Gina Thayer

one
At recess, Nia and the girls jump Double-Dutch. A twirler stands at either end. Nia lines up with the others, waiting. Their eyes trace steady curves as the ropes slice through the air.
two
Nia has never made it to the middle. Her legs don’t follow the required rhythm. The ropes appear where she doesn’t expect them. The cadence breaks. The turners sigh. They untangle the cords and start again. Nia shuffles to the back of the line.
three
But Nia’s time is running out. Fall is on the brink, and with it, the promise of cold, of frost, of recesses bundled in thick coats and heavy boots, of fingers gone numb in hand-me-down gloves. Double-Dutch will be traded for snowball fights and group toboggans, and Nia, having never proved her mettle, will scrape stiff snow angels on the big field, alone.
four
A girl named Emily dances into the ropes. She jumps, spins, one-foot, two-feet, eyes-closed, double-time, hands clasped behind her back. The girls cheer. Emily pirouettes out. The ropes spin on, their arcs unbroken.
five
Nia arrives again at the front of the line. She counts the ropes’ revolutions against her heartbeat, a staggered counterpoint, out of sync. She is taking too long, stealing precious seconds. Any moment now, the recess whistle will blow. Nia catches her breath, ducks her head, and runs into the spinning center.
six
She braces for the clash of rope against skin.
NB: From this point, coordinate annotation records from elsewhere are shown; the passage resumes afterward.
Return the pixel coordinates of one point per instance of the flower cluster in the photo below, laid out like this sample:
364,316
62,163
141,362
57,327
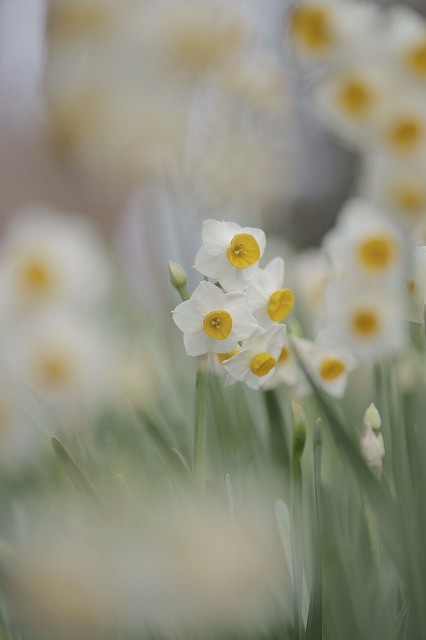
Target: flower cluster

The slash of pain, the red-faced retreat. But the ropes whiz around her, uninterrupted. Nia skips at the center of their orbit. She looks up, triumphant, to meet the other girls’ eyes.
seven
But the girls are gone. Vanished. The ropes twirl of their own accord.
eight
Nia’s breath hitches in her sternum. A new world presents itself between flashes of rope—all still, silent, vacant, decayed. There is no shimmer of movement inside the school windows. The swings hang motionless from rusty chains. There are no children at the monkey bars or the basketball hoop. Even the clouds are frozen in the sky.
nine
The ropes are turning faster now, held up by nothing, two red-and-white-striped blurs. Their plastic beads slap the pavement, cracking like gunshots across the empty schoolyard.
ten
Nia knows she cannot trip. She must not stop the ropes in their feverish turning. But Nia’s feet are fumbling, unwieldy things. She conjures the chants the girls sing to keep time.
eleven
Miss Mary Mack,
All dressed in black,
With silver buttons,
All down her back.
twelve
The ropes spin faster. Nia’s breath is rising in her chest.
thirteen
Skipping through the gloomy cave,
Skipping over Grandma’s grave.
Skipping in the old ghost town,
Skipping when the sun goes down.
fourteen
Faster. Nia’s calves are cramping. Her left hamstring twinges with every skip.
fifteen
Nia, Nia rows her boat.
Nia tries but cannot float.
Up comes a storm when Nia blinks.
How many waves until she sinks?
One, two, three, four…
sixteen
A rope catches Nia’s ankle, bites into the soft skin above her sock. Then the ropes are falling, pulling the world down with them. A sweeping pressure. A rush of gray. Nia opens her mouth to shout.
seventeen
The ropes hit the pavement.
The world gutters out.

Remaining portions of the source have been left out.